Spatial data becomes far more valuable when it is not tied to specific applications, formats, or databases. At Safe, our focus is on breaking down exactly these barriers to give you access to your data where and how you need it.

One important thing to specify when exchanging coordinates is axis order: Is it X followed by Y, east followed by north, or latitude followed by longitude followed by ellipsoid height? There are all kinds of options, and this information coupled together with other metadata – together a coordinate reference system – allows you to associate each coordinate with a specific location on earth. Axis order is an important thing to get right; misinterpreting it typically makes your data appear in a nonsensical location with the wrong orientation.
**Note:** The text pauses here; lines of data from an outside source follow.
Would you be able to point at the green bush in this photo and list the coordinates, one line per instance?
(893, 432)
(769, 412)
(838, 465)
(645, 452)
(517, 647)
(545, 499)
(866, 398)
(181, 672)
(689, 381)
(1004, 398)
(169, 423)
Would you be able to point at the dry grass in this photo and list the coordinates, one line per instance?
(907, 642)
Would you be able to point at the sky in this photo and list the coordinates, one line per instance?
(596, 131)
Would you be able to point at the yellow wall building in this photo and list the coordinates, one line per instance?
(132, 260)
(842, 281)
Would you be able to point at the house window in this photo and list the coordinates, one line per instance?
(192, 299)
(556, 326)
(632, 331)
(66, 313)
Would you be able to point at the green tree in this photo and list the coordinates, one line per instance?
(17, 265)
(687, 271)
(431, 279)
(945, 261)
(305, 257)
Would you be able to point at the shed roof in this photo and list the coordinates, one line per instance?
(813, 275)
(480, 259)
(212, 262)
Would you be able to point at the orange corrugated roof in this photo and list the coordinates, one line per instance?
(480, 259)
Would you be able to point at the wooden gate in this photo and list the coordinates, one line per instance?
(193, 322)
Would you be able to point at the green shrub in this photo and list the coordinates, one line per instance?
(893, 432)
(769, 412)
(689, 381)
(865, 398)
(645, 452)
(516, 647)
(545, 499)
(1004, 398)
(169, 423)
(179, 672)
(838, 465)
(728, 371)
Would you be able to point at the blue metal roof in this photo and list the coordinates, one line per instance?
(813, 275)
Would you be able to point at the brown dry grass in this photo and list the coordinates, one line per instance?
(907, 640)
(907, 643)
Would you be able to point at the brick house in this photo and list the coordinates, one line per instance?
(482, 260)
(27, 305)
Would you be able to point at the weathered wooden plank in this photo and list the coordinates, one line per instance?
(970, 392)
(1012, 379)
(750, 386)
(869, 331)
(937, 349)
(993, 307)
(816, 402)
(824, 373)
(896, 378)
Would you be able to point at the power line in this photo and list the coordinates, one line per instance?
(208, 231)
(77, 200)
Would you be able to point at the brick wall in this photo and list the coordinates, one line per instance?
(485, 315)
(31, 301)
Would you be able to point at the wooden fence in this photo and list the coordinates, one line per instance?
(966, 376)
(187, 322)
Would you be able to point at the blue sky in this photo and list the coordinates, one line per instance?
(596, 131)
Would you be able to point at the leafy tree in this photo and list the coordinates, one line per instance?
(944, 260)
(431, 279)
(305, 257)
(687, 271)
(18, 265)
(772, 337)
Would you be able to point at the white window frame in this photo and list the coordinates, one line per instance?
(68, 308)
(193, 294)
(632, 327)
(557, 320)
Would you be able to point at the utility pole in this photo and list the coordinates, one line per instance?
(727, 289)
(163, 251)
Getting axis order right seems like a simple problem: Simply specify it, along with any other needed metadata, somewhere useful (along with the data, in the specification for a data format, as a parameter in an interface, etc.). In recent history, however, there have been a few heated disagreements about the order to use in various situations. This can lead to ambiguity about how to interpret axis order, e.g. in a data format or in the results returned from a web service. In turn this ambiguity leads to serious interoperability challenges.

So how did we get here?

There are many ways to use coordinates to identify locations on Earth, and most of the common ones are carefully detailed in the EPSG dataset, which is created and maintained by the International Association of Oil & Gas producers. Given this resource, many formats directly or indirectly reference the EPSG dataset when specifying the coordinate reference system associated with data. Although the EPSG specifies an axis order for each coordinate reference system, typically latitude followed by longitude for geodetic systems, the majority of GIS formats ignore this one aspect and use longitude followed by latitude instead. While less expressive, this is simple and doesn’t pose interoperability problems as long as the slight of hand is clearly documented, e.g. as GeoJSON has done.

OGC Formats

In a series of decisions, the Open Geospatial Consortium (OGC) has decided that going forward their formats will respect the authority’s axis order, which led to a painful transition for WMS and WFS. Also interesting is the case for the Simple Features WKT and WKB geometry formats, which have not been updated since the latest policy statement. All known implementations of these formats use longitude followed by latitude for geodetic data. Even Informix’s Geodetic DataBlade, which internally uses latitude/longitude, reads and writes WKB as longitude/latitude. When Microsoft introduced spatial support in SQL Server, their geodetic type briefly read WKT and WKB in latitude/longitude order, which led to lively discussion, a retraction, and eventually a five pound box of chocolates. It will be interesting to see what happens when and if these standards are updated.